Campus Notebook: Occupy DC Protesters Up the Ante
Four Occupy DC protesters have expanded their portfolio of complaints to include the constitutional prohibition on federal representation for the District of Columbia.
Adrian Parsons, Kelly Mears and Sam Jewler are five days into a hunger strike they say will last until Congress grants the District full Congressional voting rights. A fourth person, Joe Gray, joined them Monday.
In that event, the risk of death would seem to be high: The chances of Congress soon passing D.C. voting rights legislation range from extremely low to nonexistent.
So the strikers have qualified their intention to refuse food until they get their way. “We are all in communication with our own bodies,” Parsons said.
Though they will primarily be camped out in the Occupy DC “tent city” at McPherson Square, live-streaming their fasting in the interest of transparency, the strikers will also have a presence on Capitol Hill.
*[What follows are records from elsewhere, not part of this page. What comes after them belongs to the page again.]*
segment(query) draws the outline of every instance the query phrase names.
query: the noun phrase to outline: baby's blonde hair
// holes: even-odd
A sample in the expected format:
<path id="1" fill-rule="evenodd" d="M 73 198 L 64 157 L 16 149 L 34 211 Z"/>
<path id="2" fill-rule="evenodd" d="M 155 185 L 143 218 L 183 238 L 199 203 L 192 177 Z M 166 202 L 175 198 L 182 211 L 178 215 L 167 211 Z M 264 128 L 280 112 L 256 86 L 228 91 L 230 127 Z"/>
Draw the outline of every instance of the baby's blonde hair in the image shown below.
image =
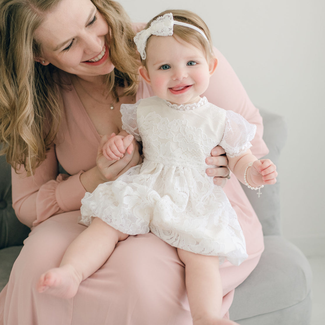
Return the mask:
<path id="1" fill-rule="evenodd" d="M 28 175 L 45 159 L 62 114 L 58 69 L 34 60 L 42 57 L 36 29 L 61 0 L 0 0 L 0 153 L 16 170 Z M 111 31 L 110 55 L 115 68 L 106 76 L 108 91 L 118 99 L 137 89 L 139 57 L 135 34 L 120 4 L 91 0 Z M 1 148 L 1 147 L 2 148 Z"/>
<path id="2" fill-rule="evenodd" d="M 176 36 L 179 40 L 189 44 L 194 44 L 198 47 L 201 47 L 205 55 L 207 61 L 209 62 L 211 59 L 214 57 L 210 31 L 203 20 L 195 13 L 182 9 L 165 10 L 150 20 L 147 24 L 145 29 L 148 28 L 152 21 L 158 17 L 170 12 L 173 14 L 174 20 L 187 23 L 195 26 L 201 29 L 204 33 L 208 39 L 207 40 L 200 33 L 192 28 L 178 25 L 174 25 L 174 26 L 173 36 Z M 149 37 L 147 41 L 146 49 L 150 42 L 150 37 Z M 143 60 L 142 58 L 141 59 L 142 65 L 146 67 L 146 59 Z"/>

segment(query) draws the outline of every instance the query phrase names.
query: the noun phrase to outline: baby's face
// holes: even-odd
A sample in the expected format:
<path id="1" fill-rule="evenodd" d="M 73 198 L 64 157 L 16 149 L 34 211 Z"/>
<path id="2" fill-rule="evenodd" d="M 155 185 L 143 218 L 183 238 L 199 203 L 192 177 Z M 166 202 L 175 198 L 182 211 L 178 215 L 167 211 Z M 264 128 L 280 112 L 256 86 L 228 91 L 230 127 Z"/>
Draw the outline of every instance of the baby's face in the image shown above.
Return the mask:
<path id="1" fill-rule="evenodd" d="M 177 104 L 199 100 L 214 71 L 201 48 L 173 36 L 153 35 L 146 52 L 149 83 L 156 96 Z"/>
They plan to lobby lawmakers to endorse voting rights for D.C. as well as exclude D.C. policy riders from the omnibus appropriations package Congress is expected to pass before adjourning the first session of the 112th Congress.
On Friday, fewer than 24 hours after launching their strike, the four attempted to meet with Rep. Darrell Issa (R-Calif.), chairman of the Oversight and Government Reform Committee, which has jurisdiction over D.C. affairs. Issa was en route to his district, so the hunger strikers plan to try again today with a larger delegation of allies in tow.
On Monday, five days in and considerably weaker, they staged sit-ins at the offices of House Appropriations Chairman Hal Rogers (R-Ky.) and Senate Majority Leader Harry Reid (D-Nev.). Two of them were in wheelchairs.
Capitol Police Officer Dies While Volunteering
Capitol Police Officer Brian Dowell died Thursday after a fall from a church steeple.
The 45-year-old officer who joined the Capitol Police in 2002 and served most recently with the Patrol/Mobile Response Division fell while working to replace a makeshift steeple on a Maryland church.
Local reports say witnesses on the scene saw Dowell lose his footing on the top of a ladder and fall 17 feet.
A colleague described him as a “cop’s cop. The kind of guy you were happy to work with. He pulled his weight and never shirked his duties. He was tough but fair. … He put the needs of the agency above his own and always tried to make things better.”